Taiwan Jade juga dikenal dengan sebutan Giok Fengtian atau Giok Hijau Taiwan. Pada puncak produksinya pada 1960–1970-an, Taiwan menjadi eksportir utama produk nefrit olahan di dunia. Giok Taiwan dikenal dengan warna hijau bervariasi dari muda hingga gelap, dengan komposisi mineral yang dipengaruhi kadar magnesium dan besi. Penelitian Universitas Nasional Taiwan pada 1978 menggolongkan giok ini dalam tiga kategori utama: Common Nephrite, Cat’s Eye Nephrite, dan Waxy Nephrite, serta jenis campuran yang dikenal sebagai Dragon Vein Jade.
Secara geologis, giok Taiwan terbentuk di zona tumbukan Lembah Celah Timur yang menjadi pertemuan Lempeng Laut Filipina dan Lempeng Eurasia. Proses serpentinasi dan metamorfisme di kerak bumi dalam menghasilkan nefrit yang kemudian terangkat ke permukaan akibat tekanan tektonik. Berdasarkan penanggalan zirkon, Taiwan Jade diperkirakan terbentuk sekitar 3,3 juta tahun lalu, menjadikannya salah satu giok termuda di dunia.

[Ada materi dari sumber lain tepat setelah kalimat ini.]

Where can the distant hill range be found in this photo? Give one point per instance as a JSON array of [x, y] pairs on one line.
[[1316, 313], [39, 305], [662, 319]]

Industri penambangan giok Taiwan mencapai masa keemasan pada 1960–1970-an dengan produksi tahunan lebih dari 1.500 ton dan lebih dari 800 pabrik pengolahan di seluruh Taiwan. Pada masa itu, Taiwan menyumbang sekitar 80 persen produksi giok dunia. Namun sejak 1980-an, pasar giok menyusut dan tersaingi oleh impor giok Kanada, menyebabkan harga turun dan tambang-tambang di Hualien perlahan berhenti beroperasi. Kini, Taiwan Jade lebih dikenal sebagai warisan geologi dan budaya yang pernah mengangkat nama Taiwan di industri batu mulia internasional.